Mappus demontiert Geißler

STUTTGART 21 Ministerpräsident Stefan Mappus (CDU) lehnt generellen Baustopp weiter ab. Aus der eigenen Fraktion kommt Kritik an dem von ihm eingesetzten Vermittler Geißler

„Herr Mappus hat seinen eigenen Schlichter demontiert. Er untergräbt damit die Glaubwürdigkeit des gesamten Schlichtungsversuchs“

NILS SCHMID, SPD-LANDESCHEF

VON PAUL WRUSCH

BERLIN taz | Die Schlichtung im Streit um das geplante Milliardenprojekt Stuttgart 21 steht – bevor sie überhaupt begonnen hat – auf der Kippe. Nachdem der von Ministerpräsident Stefan Mappus (CDU) berufene Schlichter Heiner Geißler am Donnerstagabend einen Baustopp verkündet hatte, widersprachen ihm Mappus sowie Bahnchef Rüdiger Grube umgehend. „Es wird keinen Baustopp geben“, so Mappus noch am gleichen Abend. Opposition und Gegner von Stuttgart 21 warfen daraufhin Mappus vor, Geißler zu demontieren.

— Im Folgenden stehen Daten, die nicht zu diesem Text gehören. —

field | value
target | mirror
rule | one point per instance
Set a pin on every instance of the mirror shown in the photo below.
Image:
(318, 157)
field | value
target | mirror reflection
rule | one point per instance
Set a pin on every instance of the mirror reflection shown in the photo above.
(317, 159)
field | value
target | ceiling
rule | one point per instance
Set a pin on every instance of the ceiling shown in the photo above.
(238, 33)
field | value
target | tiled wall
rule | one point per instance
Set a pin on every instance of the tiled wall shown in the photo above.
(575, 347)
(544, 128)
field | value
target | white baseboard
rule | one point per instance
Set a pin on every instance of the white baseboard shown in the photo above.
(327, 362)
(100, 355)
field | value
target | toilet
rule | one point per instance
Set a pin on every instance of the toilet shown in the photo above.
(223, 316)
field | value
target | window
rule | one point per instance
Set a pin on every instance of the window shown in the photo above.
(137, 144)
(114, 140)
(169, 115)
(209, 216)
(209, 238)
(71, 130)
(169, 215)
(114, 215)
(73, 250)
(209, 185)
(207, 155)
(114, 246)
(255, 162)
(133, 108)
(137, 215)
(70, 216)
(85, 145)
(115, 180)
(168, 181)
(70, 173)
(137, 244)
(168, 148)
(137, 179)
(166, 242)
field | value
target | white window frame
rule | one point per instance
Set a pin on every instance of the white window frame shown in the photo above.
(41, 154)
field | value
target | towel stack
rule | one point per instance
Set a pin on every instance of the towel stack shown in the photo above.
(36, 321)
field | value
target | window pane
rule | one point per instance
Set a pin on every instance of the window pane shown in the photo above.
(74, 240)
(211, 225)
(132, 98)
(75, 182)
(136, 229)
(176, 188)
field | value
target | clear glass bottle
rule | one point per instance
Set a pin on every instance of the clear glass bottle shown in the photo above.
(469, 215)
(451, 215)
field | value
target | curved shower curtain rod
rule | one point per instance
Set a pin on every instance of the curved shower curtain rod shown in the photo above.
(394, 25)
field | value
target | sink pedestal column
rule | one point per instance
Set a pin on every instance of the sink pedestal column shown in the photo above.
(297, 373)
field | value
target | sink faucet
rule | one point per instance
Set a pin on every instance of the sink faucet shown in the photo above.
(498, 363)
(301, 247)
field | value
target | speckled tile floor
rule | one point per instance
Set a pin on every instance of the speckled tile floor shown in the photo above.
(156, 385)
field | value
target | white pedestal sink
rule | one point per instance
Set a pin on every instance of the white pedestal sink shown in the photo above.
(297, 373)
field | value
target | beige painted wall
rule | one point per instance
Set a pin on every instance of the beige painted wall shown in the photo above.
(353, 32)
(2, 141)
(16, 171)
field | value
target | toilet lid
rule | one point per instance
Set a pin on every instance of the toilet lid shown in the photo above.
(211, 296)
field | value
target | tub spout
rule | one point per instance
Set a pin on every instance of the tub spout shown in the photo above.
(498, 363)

Sie fordern weiterhin einen Baustopp als Voraussetzung für Vermittlungsgespräche.

Auch am Freitag lichtete sich die Verwirrung kaum. Das Stuttgarter Staatsministerium teilte mit, während der Friedensgespräche würden die Bauarbeiten bis auf zwei Einschränkungen sicherheitsrelevanter Art nicht fortgesetzt. Von einem generellen Baustopp sei bei Vermittler Geißler nie die Rede gewesen. Dieser wiederum sagte der Süddeutschen Zeitung: „Es kann und darf nicht sein, dass während der Schlichtungsgespräche Bagger herumrumpeln und Kräne sich drehen.

Trotz der Aufregung hält Ministerpräsident Mappus an seinem Plan fest, mit einer 60-köpfigen Delegation aus Politik, Wirtschaft und Wissenschaft nach Saudi-Arabien und Katar zu fliegen. Er verschob den Abflug allerdings um einen Tag auf den heutigen Samstag. Erst Ende nächster Woche wird er wieder in der Heimat sein. Vorher werden die Schlichtungsgespräche – so sie denn überhaupt zustande kommen – nicht beginnen.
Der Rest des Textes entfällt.